Jamie Oliver is a bloody disgrace

Insights Newsletter
7 July, 2017

I thought that having a UK celebrity chef tell us that our kids are too fat and that anyone against a sugar tax deserves a slap would have gone down as well as a sous vide burger.

I was wrong.

Celebrity chef and sugar tax activist Jamie Oliver reckons it is a ‘bloody disgrace’ no one from National turned up to a conference advocating for a sugar tax. And he has been applauded by some New Zealanders for giving us the kick-up-the-backside we all needed.

“This is not regressive this is progressive,” he says of the tax. Why? Because you can spend the money on kids for sport and food education.

Here, Jamie Oliver sounds a bit like a Nigerian prince email scam: “Politicians in the room, activists, come together. Come together, this is new money! This is new money for the children of New Zealand.”

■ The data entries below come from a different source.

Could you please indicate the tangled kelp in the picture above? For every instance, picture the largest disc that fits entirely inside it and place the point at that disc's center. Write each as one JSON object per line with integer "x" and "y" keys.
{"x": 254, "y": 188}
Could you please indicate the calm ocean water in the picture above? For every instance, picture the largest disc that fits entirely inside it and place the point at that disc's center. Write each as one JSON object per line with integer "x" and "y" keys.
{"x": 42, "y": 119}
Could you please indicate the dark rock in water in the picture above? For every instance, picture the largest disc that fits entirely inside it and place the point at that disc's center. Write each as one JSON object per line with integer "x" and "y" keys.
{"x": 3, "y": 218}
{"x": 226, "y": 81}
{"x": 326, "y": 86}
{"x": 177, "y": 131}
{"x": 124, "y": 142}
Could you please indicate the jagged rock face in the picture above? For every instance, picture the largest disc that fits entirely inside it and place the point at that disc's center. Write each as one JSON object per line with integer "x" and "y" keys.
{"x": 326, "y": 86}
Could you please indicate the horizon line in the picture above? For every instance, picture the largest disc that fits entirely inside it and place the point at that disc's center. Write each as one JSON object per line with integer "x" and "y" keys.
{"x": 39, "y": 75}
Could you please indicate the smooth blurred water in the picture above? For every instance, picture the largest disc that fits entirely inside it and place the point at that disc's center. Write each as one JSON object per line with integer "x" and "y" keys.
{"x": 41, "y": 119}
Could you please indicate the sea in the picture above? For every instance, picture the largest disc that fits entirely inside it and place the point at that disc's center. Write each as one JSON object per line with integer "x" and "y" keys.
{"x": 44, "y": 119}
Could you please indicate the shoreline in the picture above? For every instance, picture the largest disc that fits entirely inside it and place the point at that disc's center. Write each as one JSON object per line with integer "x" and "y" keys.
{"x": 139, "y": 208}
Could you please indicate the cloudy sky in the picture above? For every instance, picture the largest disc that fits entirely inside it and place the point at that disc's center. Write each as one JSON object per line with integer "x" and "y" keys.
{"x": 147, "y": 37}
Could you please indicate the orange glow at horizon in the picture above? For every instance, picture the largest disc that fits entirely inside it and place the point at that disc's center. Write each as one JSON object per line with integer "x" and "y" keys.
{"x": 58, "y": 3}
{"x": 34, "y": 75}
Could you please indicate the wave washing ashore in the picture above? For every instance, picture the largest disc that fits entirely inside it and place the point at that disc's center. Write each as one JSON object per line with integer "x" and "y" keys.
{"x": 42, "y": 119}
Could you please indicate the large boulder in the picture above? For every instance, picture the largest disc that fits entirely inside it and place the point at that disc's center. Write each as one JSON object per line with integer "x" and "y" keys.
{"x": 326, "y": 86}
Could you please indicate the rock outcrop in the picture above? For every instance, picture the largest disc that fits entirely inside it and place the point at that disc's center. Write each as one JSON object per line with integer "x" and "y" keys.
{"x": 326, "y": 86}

After all, what monster would be against new money for children?

Here is the problem: the tax is still regressive. Taking money out of poor peoples’ pockets to spend on kids does not change the fact they will spend more of their incomes on the tax than richer people.

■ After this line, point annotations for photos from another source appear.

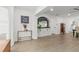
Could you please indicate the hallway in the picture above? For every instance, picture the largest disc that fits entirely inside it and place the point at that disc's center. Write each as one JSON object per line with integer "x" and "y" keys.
{"x": 54, "y": 43}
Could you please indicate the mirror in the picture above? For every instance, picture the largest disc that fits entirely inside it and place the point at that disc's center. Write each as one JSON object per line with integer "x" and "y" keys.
{"x": 43, "y": 22}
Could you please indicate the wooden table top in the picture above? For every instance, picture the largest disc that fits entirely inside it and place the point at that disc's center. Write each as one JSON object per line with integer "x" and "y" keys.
{"x": 3, "y": 44}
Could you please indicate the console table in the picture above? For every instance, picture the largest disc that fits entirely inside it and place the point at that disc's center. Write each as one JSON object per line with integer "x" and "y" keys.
{"x": 5, "y": 45}
{"x": 21, "y": 34}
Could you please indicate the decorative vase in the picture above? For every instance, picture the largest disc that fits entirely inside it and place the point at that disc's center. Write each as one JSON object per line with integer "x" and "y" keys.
{"x": 25, "y": 26}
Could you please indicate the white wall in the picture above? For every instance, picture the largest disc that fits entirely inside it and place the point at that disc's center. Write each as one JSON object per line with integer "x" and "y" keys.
{"x": 4, "y": 23}
{"x": 67, "y": 20}
{"x": 32, "y": 22}
{"x": 45, "y": 31}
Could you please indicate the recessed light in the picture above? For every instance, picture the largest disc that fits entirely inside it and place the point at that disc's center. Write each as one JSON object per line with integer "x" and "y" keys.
{"x": 69, "y": 14}
{"x": 51, "y": 9}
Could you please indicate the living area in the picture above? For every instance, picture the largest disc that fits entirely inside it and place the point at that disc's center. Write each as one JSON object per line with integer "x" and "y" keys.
{"x": 41, "y": 28}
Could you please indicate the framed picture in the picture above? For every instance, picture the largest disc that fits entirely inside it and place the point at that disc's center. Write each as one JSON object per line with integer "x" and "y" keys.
{"x": 24, "y": 19}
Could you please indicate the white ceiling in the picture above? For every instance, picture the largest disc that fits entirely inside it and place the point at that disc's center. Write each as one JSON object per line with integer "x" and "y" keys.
{"x": 58, "y": 10}
{"x": 29, "y": 8}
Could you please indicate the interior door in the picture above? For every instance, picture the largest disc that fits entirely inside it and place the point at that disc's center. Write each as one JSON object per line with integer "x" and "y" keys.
{"x": 62, "y": 28}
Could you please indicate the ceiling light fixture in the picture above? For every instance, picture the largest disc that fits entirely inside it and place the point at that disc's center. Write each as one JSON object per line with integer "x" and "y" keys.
{"x": 51, "y": 9}
{"x": 69, "y": 14}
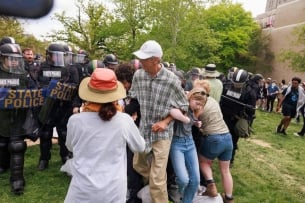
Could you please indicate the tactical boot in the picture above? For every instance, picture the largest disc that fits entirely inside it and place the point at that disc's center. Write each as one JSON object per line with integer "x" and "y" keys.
{"x": 43, "y": 164}
{"x": 211, "y": 190}
{"x": 18, "y": 187}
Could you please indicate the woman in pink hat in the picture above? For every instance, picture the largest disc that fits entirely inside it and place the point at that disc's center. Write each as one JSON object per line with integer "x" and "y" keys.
{"x": 98, "y": 137}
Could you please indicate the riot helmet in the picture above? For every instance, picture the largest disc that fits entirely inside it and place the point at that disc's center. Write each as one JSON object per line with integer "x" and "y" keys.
{"x": 55, "y": 55}
{"x": 7, "y": 40}
{"x": 92, "y": 65}
{"x": 110, "y": 59}
{"x": 69, "y": 55}
{"x": 231, "y": 72}
{"x": 81, "y": 57}
{"x": 257, "y": 77}
{"x": 11, "y": 59}
{"x": 239, "y": 78}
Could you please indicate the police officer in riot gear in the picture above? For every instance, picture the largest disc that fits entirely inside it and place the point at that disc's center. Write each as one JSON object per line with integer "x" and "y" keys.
{"x": 16, "y": 121}
{"x": 111, "y": 61}
{"x": 238, "y": 100}
{"x": 62, "y": 82}
{"x": 81, "y": 61}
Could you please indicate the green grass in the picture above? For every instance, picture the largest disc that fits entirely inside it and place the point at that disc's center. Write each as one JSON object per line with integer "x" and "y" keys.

Besides, if investing in sports and food education were really such important initiatives, the government could do so without raising extra revenue. But when there are families struggling to keep a roof over their heads and their bellies full, teaching kids that cake is a ‘sometimes food’ hardly seems like the most pressing issue.

And then comes the kicker.

Jamie Oliver proudly announces: “And here is the genius, it was never about the sugary drinks tax, it is not just about that.” A sugar tax is purely a symbol “that government will step in when things go wrong.”

I suppose that is genius if you have never heard of a Trojan horse or Overton window before.

And I guess that is genius if you believe people should get a pat on the back for fat shaming and making poor people poorer. Simply as a symbolic gesture that the government cares.

While I can hardly admonish a celebrity chef for not understanding economics and public policy when I can barely poach an egg, it would be a bloody disgrace to let his thinking influence our policy.

Like an email scam, if it sounds too good to be true (health and prosperity for all at a low cost), then it probably is.